An dieser Stelle weißt du auch (über die ID) welche Eintrag gewählt worden ist und kannst dann entsprechend agieren.

Schöne Grüße


----------



## Michael... (23. Sep 2010)

Wie willst Du das ganze denn darstellen?

Man könnte JList oder JTable (dann hätte man eine extra Spalte für den (gerenderten) Button).
Zu erst liest Du alle Titel mit den IDs (hoffe mal die Einträge haben alle eine ID) der Datensätze aus. Packst diese in die JList, JTable oder was auch immer.

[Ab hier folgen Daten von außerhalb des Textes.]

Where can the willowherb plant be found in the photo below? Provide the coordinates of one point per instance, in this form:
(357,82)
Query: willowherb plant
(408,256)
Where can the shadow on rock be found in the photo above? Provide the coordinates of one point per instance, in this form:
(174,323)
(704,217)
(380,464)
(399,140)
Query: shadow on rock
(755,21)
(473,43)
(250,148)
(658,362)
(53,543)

Bei Klick auf den Eintrag oder die "Button"zelle wird der Eintrag mit der entsprechenden ID aus der Datenbank gelesen und - wo auch immer - angezeigt.


----------



## ARadauer (23. Sep 2010)

trash hat gesagt.:


> Ich kann ja nicht unendlich Buttons vorher erzeugen und diese dann einblenden?! Zudem ist meine GUI auch beschränkt.

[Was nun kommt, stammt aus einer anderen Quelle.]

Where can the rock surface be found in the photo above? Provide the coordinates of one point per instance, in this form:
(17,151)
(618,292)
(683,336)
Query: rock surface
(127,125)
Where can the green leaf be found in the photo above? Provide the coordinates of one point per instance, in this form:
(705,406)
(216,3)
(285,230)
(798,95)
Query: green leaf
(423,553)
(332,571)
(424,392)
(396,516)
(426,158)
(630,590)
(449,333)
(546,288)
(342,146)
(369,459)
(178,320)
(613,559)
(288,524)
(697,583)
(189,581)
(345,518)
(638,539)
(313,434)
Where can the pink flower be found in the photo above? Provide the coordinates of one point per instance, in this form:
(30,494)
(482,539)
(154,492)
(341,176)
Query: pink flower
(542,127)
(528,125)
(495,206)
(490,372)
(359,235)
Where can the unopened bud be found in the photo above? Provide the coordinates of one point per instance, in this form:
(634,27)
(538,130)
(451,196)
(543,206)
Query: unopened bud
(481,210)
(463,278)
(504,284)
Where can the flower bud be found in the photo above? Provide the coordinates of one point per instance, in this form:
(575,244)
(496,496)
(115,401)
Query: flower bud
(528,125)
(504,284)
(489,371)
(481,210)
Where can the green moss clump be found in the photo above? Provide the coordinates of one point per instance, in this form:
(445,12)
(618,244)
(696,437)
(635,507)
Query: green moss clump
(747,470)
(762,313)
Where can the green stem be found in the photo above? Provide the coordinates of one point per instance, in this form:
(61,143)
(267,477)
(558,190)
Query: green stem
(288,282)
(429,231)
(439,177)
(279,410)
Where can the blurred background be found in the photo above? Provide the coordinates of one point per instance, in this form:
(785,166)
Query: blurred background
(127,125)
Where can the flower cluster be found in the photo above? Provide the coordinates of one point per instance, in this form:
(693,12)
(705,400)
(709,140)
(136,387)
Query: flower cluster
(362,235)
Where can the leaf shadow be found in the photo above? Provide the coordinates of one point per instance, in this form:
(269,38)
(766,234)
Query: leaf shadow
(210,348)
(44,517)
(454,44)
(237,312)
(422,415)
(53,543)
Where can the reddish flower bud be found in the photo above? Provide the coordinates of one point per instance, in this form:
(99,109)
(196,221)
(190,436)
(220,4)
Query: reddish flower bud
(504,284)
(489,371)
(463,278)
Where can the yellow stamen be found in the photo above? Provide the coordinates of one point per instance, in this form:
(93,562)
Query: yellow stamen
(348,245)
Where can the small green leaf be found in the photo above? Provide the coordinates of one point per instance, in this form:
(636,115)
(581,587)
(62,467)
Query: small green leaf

Wieso den unedlich viele? Nur so viele wie du Einträge bzw Einträge pro Seite du hast...


----------



## trash (24. Sep 2010)

ARadauer hat gesagt.:


> Wieso den unedlich viele? Nur so viele wie du Einträge bzw Einträge pro Seite du hast...

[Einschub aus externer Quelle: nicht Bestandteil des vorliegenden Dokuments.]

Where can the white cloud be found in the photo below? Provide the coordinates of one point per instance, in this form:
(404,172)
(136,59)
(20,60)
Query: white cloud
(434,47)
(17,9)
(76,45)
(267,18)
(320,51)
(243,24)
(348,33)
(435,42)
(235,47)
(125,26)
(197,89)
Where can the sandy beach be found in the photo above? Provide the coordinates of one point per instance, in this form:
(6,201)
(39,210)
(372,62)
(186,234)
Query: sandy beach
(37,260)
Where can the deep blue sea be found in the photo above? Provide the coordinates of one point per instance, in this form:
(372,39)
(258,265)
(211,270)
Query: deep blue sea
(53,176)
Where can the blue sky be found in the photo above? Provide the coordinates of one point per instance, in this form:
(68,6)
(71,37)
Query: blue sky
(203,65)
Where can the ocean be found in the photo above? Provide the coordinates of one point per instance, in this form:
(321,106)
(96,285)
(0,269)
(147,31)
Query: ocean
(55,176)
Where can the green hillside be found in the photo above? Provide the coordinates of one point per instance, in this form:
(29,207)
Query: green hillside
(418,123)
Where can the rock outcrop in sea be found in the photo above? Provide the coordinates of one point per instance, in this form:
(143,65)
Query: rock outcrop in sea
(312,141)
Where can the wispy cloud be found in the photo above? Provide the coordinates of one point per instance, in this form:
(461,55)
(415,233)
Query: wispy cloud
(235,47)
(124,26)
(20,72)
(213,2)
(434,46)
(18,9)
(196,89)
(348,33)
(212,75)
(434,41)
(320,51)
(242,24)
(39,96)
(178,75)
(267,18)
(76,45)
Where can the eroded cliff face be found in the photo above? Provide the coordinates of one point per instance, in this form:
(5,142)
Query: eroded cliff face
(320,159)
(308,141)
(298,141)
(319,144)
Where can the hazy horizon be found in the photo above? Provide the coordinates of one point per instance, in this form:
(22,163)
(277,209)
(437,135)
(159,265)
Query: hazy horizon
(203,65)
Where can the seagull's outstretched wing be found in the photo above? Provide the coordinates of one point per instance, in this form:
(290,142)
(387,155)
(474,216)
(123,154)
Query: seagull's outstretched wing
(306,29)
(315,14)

Ich muss meine Buttons doch vorher deklarieren?!


----------



## z-mon (24. Sep 2010)

Hi trash,
ich würde an deiner Stelle wirklich darüber nachdenken das ganze nicht in einer Liste abzuwickeln. Das ist zudem noch  für die usability besser. Die Anzahl der Einträge hat dich dann auch nicht mehr zu interessieren da die Liste scrolable gemacht werden kann. Aus Sicht der Umsetzung ist dies schnell gemacht. Nutze einfach den Lösungsansatz den ich die Anfangs gepostet habe.

Grüße


----------



## ARadauer (24. Sep 2010)

trash hat gesagt.:


> Ich muss meine Buttons doch vorher deklarieren?!



wer sagt das?


----------